Pattern change - 1.jpg01.07.20

“In the bleak midwinter
Frosty wind made moan,
Earth stood hard as iron,
Water like a stone;
Snow had fallen, snow on snow,
Snow on snow,
In the bleak midwinter,
Long ago.”
–  Christina Rossetti

It snowed a tad yesterday, and snow is predicted every day for the remainder of the week, but it’s hard to take it too seriously with temperatures hovering just above the freezing mark.  Today’s forecast calls for a 100% chance of rain.  Temperatures in the teens are forecasted by week’s end, and a genuine Arctic front is possible next week, but we’ll see.  Life is uncertain.

I’ve always thought of January as a pause month–a time-out after the flurry of Christmas, a chance to reset.  With Fletcher off to Seattle on yesterday’s early flight, all that’s left behind from the family’s visit is their important documents box, the bins with each of the kids’ mementos, and a bag of boots which were too large to squeeze into the suitcases headed for Finland.  The house is now quiet and empty.  Someone in my yoga class yesterday asked if I was going home to start washing and ( incredulously, to most) ironing all the sheets.  I said, no, I’m just going to rest for a while, “sort it out”, as the Brits like to say.

I’ve just been drinking tea, looking at the water pouring off the roof, reading books, and catching up on some of the lovely blogs I follow from people in faraway places.  I’m on hold, for a change in the weather, a new pattern, that moves me forward into Winter’s Time.  To be clear, I have not minded one bit that our steep road is without ice, and, we just bought a new/used car, and are waiting for the Finnish studded snow tires on order.  It seems like we are in limbo, stuck in place, not sure of what will happen next.  That’s how it feels in the world writ large, and it’s one of those times when it’s frightening to open up the computer in the morning to the day’s breaking news.  I can’t control that, anymore than I can control the weather.  But, maybe if the weather would just change, if there was bitter cold and we were buried in snow, safe at home next to the cozy fire, things would be different.  Winter’s wolf at the door is something I know how to reckon with.  One can only hope…

I escape into these charming blogs.  There’s a young woman who writes from her little cabin in the woods of Nova Scotia, and she begins her January entry:

” If I could choose my favourite types of days throughout the year the first, would be a good snow storm (followed by warm spring days and crisp fall days).  Some years I feel cheated by winter.  How dare you not give us more snow!

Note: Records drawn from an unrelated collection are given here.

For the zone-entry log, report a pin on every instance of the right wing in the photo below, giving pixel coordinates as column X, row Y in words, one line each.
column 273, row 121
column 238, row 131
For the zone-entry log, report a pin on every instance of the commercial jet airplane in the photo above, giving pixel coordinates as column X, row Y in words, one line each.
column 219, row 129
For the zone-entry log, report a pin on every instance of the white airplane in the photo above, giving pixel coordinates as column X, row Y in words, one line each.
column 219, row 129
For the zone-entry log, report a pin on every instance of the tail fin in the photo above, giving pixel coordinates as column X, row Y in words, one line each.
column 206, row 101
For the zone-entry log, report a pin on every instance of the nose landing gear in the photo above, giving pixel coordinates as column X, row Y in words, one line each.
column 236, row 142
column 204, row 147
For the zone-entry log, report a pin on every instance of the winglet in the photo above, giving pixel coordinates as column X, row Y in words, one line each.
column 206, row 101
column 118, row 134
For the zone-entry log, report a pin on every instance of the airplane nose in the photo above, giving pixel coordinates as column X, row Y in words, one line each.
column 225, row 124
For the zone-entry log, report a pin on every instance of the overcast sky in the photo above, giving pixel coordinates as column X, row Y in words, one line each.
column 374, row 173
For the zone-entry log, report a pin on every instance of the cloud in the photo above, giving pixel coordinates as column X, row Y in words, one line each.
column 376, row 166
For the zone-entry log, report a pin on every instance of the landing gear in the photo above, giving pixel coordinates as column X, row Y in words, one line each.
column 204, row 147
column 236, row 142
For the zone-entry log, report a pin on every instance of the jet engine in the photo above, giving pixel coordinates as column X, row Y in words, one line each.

But, to be content all I need is a day like today with the flakes falling consistently leaving us stranded in our homes, trees heavily weighed by the wet snow.   It was wonderful!  I packed a thermos of green tea, my knits for the shop, a camera and headed out to see a transformed world.  One where magic undoubtedly underlines every living and inanimate being.”

So very Anne (with an E) Green Gables.  And, isn’t it lovely to see the world this way.  Another faraway blog I follow comes from Great Britain.  The writer is a famous architect (I have both of his books) and he posts photographs of incredible beauty wherever he goes, from his little bothy by the sea in Scotland, an ancient chapel in Dorset with light streaming over the pews, to the interiors of England’s most spectacular architectural wonders.  On his January post, “The Turn of the Year”, he writes:

“The slow, gentle rotation of life carries on – and as I’ve thought for ever and ever now, some things get worse, most things don’t change that much at all, and just every now and again – some things really do get a great deal better. It’s easy to lose sight of that in the world in which we find ourselves.”